私はもとも医学部専攻でしたが、ある精神科医と出会い、女性が直面する問題は個人の問題ではないことを知ったのです。「女性のうつ病は、女性が自分らしく生きられない。自分の運命を自分で決められない状態におかれていることが原因なのだ」との彼女の言葉は私の女性観を大きく変え、社会学部に転向し、ジェンダー問題の研究者になったのです。

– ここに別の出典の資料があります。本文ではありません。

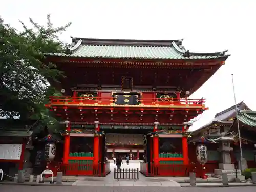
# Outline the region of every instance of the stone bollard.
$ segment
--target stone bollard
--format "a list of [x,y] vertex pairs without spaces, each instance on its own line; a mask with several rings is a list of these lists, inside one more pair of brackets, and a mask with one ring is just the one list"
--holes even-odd
[[30,175],[29,176],[29,182],[33,183],[34,182],[34,175]]
[[41,175],[37,175],[36,176],[36,183],[39,183],[40,182],[40,179],[41,179]]
[[196,185],[196,173],[189,173],[189,177],[190,178],[190,185]]
[[56,184],[57,185],[61,185],[62,184],[63,172],[58,172],[57,173],[57,179]]
[[256,184],[256,172],[251,172],[251,180],[252,183]]
[[228,178],[227,173],[223,173],[222,174],[222,184],[223,185],[228,185]]
[[18,183],[23,183],[25,181],[24,173],[22,170],[19,170],[18,173]]

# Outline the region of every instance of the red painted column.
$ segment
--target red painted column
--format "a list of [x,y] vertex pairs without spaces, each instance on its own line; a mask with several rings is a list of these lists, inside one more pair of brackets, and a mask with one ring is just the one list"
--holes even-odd
[[95,123],[95,132],[94,134],[94,144],[93,146],[93,162],[94,164],[98,164],[99,162],[99,121],[94,121]]
[[159,139],[157,134],[157,127],[159,123],[155,122],[154,123],[153,132],[153,161],[154,164],[158,164],[159,162]]
[[69,157],[69,149],[70,144],[70,136],[69,133],[71,131],[70,121],[64,121],[65,124],[65,136],[64,136],[64,154],[63,154],[63,164],[68,164]]
[[178,91],[177,93],[177,99],[178,100],[178,104],[180,103],[180,92]]
[[[152,161],[153,161],[153,140],[152,139],[152,137],[150,137],[150,158],[149,159],[150,162],[152,163]],[[147,160],[148,161],[148,160]]]
[[23,141],[22,147],[22,153],[20,154],[20,160],[18,166],[18,170],[21,170],[23,169],[23,164],[24,162],[24,153],[25,152],[26,142]]
[[[182,127],[182,132],[184,133],[186,132],[186,127],[183,126]],[[188,159],[188,149],[187,145],[187,137],[184,136],[182,137],[182,152],[183,154],[183,159],[184,159],[184,164],[188,165],[189,162],[189,159]]]

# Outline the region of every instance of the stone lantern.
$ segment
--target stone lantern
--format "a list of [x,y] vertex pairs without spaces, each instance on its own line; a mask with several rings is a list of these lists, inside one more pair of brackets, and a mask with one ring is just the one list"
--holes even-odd
[[230,147],[230,143],[233,141],[233,138],[227,137],[225,133],[222,133],[221,137],[218,140],[219,145],[218,150],[221,155],[221,163],[219,164],[219,168],[214,170],[214,176],[222,178],[223,173],[226,173],[228,180],[232,181],[236,177],[237,171],[238,178],[244,180],[244,176],[241,175],[241,170],[236,170],[234,164],[231,162],[230,151],[233,151],[233,148]]

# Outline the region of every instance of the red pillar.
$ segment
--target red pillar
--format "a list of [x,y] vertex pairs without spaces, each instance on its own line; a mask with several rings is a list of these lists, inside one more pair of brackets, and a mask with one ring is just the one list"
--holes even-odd
[[153,133],[153,161],[154,164],[158,164],[159,162],[159,140],[157,134],[157,127],[159,123],[155,122],[154,123]]
[[[186,132],[186,127],[183,126],[182,127],[182,132]],[[188,165],[189,160],[188,159],[188,150],[187,145],[187,137],[182,137],[182,152],[183,154],[184,164]]]
[[[150,162],[152,163],[152,161],[153,161],[153,140],[152,139],[152,137],[150,137]],[[148,160],[147,160],[148,161]]]
[[177,93],[177,99],[178,100],[178,104],[180,103],[180,92],[178,91]]
[[66,135],[64,138],[64,154],[63,155],[63,164],[68,164],[69,157],[69,147],[70,144],[70,136],[69,133],[71,131],[70,122],[65,121]]
[[23,169],[23,164],[24,162],[24,153],[25,152],[25,148],[26,148],[26,142],[25,141],[23,141],[22,147],[22,153],[20,154],[20,160],[18,166],[19,170]]
[[93,162],[95,164],[99,162],[99,121],[95,121],[95,134],[94,135],[94,144],[93,147]]

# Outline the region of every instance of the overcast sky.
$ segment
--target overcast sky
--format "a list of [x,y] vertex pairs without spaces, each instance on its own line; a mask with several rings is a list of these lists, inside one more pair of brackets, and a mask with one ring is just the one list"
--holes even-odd
[[[256,110],[256,1],[253,0],[9,0],[1,2],[0,15],[20,29],[18,20],[32,17],[45,23],[48,13],[55,25],[72,25],[61,36],[84,38],[174,40],[184,39],[190,52],[228,49],[231,54],[220,70],[191,97],[206,98],[205,111],[192,129],[237,102]],[[254,82],[255,83],[255,82]]]

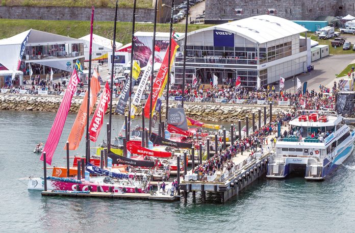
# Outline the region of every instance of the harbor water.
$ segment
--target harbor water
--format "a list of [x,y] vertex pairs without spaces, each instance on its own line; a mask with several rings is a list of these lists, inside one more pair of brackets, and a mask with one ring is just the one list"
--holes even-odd
[[[353,152],[324,182],[262,179],[224,204],[209,193],[206,203],[198,193],[187,203],[42,197],[17,179],[43,175],[40,155],[33,151],[45,142],[55,117],[53,113],[0,111],[0,232],[354,231]],[[65,164],[63,147],[75,117],[68,115],[53,165]],[[122,118],[114,116],[113,122],[116,135]],[[140,123],[138,119],[132,127]],[[98,142],[104,137],[102,133]]]

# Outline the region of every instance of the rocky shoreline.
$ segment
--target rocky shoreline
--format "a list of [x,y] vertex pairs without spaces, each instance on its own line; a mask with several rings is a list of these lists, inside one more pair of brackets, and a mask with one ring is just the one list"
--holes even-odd
[[[56,96],[40,96],[31,95],[0,95],[0,110],[11,110],[16,111],[38,111],[44,112],[57,111],[62,97]],[[77,113],[79,111],[83,101],[82,98],[73,98],[70,112]],[[116,108],[116,101],[114,99],[113,109]],[[97,100],[98,101],[98,99]],[[176,102],[170,102],[169,107],[178,107]],[[162,105],[163,116],[165,116],[165,103]],[[235,122],[238,120],[244,120],[247,115],[251,120],[252,113],[255,113],[256,118],[258,117],[258,110],[262,110],[263,114],[263,107],[255,106],[248,106],[236,105],[216,105],[208,103],[195,104],[185,102],[185,110],[186,116],[196,120],[209,121],[230,121]],[[273,115],[276,116],[283,113],[286,113],[293,111],[293,109],[279,108],[274,107],[272,109]],[[126,112],[127,108],[126,108]],[[267,114],[269,110],[267,108]],[[138,108],[136,115],[141,114],[141,109]]]

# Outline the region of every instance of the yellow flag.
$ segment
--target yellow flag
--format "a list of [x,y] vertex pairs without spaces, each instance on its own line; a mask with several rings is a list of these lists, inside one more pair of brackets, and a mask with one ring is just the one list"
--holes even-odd
[[132,77],[133,79],[137,80],[138,79],[138,76],[139,76],[139,73],[140,73],[140,67],[139,65],[137,63],[136,61],[133,62],[133,67],[132,69]]

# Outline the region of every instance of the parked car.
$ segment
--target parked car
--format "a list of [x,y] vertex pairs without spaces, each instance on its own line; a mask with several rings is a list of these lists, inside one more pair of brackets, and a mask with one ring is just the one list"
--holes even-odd
[[347,42],[344,43],[343,45],[343,50],[349,50],[351,47],[351,43],[349,42]]
[[335,46],[339,46],[341,44],[344,44],[345,42],[345,39],[344,38],[344,37],[339,37],[334,38],[334,39],[331,42],[331,44],[333,47]]

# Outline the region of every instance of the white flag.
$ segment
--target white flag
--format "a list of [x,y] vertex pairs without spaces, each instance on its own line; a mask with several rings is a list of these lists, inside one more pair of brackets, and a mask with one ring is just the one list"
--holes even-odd
[[50,68],[50,82],[53,82],[53,70]]
[[218,77],[213,74],[213,88],[217,88],[218,85]]
[[280,77],[280,91],[281,91],[282,89],[283,89],[284,87],[285,87],[285,79],[284,79],[282,77]]
[[175,76],[172,73],[170,73],[170,86],[175,84]]
[[298,79],[298,78],[297,78],[297,91],[299,91],[301,90],[301,88],[302,88],[302,84],[301,83],[301,81]]

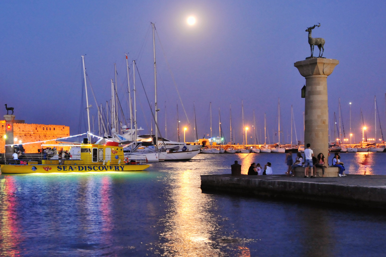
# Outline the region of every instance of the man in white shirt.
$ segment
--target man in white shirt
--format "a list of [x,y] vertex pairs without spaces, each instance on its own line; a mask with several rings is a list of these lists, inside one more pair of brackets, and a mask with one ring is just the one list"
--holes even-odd
[[304,169],[304,177],[308,178],[308,169],[311,168],[311,178],[314,178],[313,173],[313,167],[314,165],[312,163],[312,157],[314,156],[314,151],[313,151],[311,148],[311,145],[310,144],[307,144],[307,148],[304,150],[304,157],[306,159],[305,163],[304,164],[304,167],[306,168]]

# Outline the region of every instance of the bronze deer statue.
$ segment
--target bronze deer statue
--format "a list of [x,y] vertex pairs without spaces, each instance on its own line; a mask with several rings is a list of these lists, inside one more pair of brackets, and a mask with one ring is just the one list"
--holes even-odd
[[14,107],[7,107],[7,103],[6,103],[4,105],[6,105],[6,109],[7,109],[7,115],[8,115],[8,111],[9,110],[12,110],[12,113],[11,113],[11,115],[14,114]]
[[[311,32],[316,27],[320,27],[320,23],[318,25],[314,25],[313,27],[307,28],[306,31],[308,32],[308,43],[310,44],[310,47],[311,48],[311,57],[314,57],[314,47],[315,47],[315,46],[318,46],[318,47],[319,48],[319,57],[322,57],[323,56],[323,52],[324,52],[324,43],[326,43],[326,42],[324,41],[324,39],[322,38],[312,38],[311,36]],[[320,54],[321,48],[323,50],[322,52],[322,55]]]

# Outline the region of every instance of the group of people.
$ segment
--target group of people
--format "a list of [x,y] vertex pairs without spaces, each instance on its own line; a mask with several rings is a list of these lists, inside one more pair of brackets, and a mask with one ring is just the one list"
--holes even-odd
[[[305,160],[302,156],[302,154],[298,153],[295,162],[293,164],[292,156],[290,153],[287,154],[285,157],[285,163],[288,166],[288,170],[285,174],[288,176],[295,176],[295,169],[298,167],[304,167],[304,177],[311,178],[316,177],[316,169],[315,169],[315,175],[314,174],[313,167],[320,168],[322,169],[323,177],[325,176],[325,168],[327,167],[327,163],[325,161],[325,157],[322,153],[319,153],[317,157],[314,156],[314,151],[311,149],[311,145],[307,144],[307,148],[304,150]],[[344,177],[346,175],[344,173],[345,171],[343,163],[340,161],[340,156],[339,153],[336,153],[334,159],[332,160],[332,166],[339,168],[338,176]]]
[[[330,154],[329,154],[329,155]],[[322,169],[322,175],[323,177],[325,177],[325,169],[327,168],[327,163],[324,155],[322,153],[319,153],[315,157],[314,156],[314,151],[311,149],[311,145],[307,144],[307,148],[304,150],[304,159],[302,154],[298,153],[297,154],[295,162],[294,162],[292,159],[292,155],[291,153],[287,153],[285,156],[285,163],[288,166],[285,174],[288,176],[295,176],[295,170],[298,167],[304,167],[305,178],[314,178],[317,176],[316,168],[320,168]],[[235,165],[237,167],[234,167]],[[239,173],[241,173],[241,165],[237,163],[237,161],[235,161],[235,164],[231,165],[232,169],[238,168],[239,170]],[[339,177],[344,177],[347,176],[344,174],[345,168],[343,166],[343,163],[340,161],[340,156],[339,153],[336,153],[332,160],[332,166],[339,168],[339,171],[338,176]],[[314,167],[315,167],[314,172]],[[233,173],[232,173],[233,174]],[[261,167],[259,163],[256,164],[252,163],[248,170],[248,175],[272,175],[272,171],[271,163],[268,162],[264,166],[264,169]],[[319,175],[320,177],[322,177]]]
[[262,169],[259,163],[256,164],[255,163],[251,164],[249,169],[248,169],[248,175],[272,175],[272,167],[270,162],[267,162],[264,166],[264,170]]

「男女平等法」は、労働分野をはじめ、社会全般に及ぶもので、公職の選挙において政党の候補者は一方の性が40%を下回ってはならないと定めました。経済活動でも、政府との取り引きを行う企業については、役員を占める女性の割合を40%以上にするよう求めています。また、男性が父親としての家庭責任を実現できるようにするため、父親休暇を所得できる権利を付与したのも大きな特徴で、父親が家庭責任を負わないことは違法だとしています。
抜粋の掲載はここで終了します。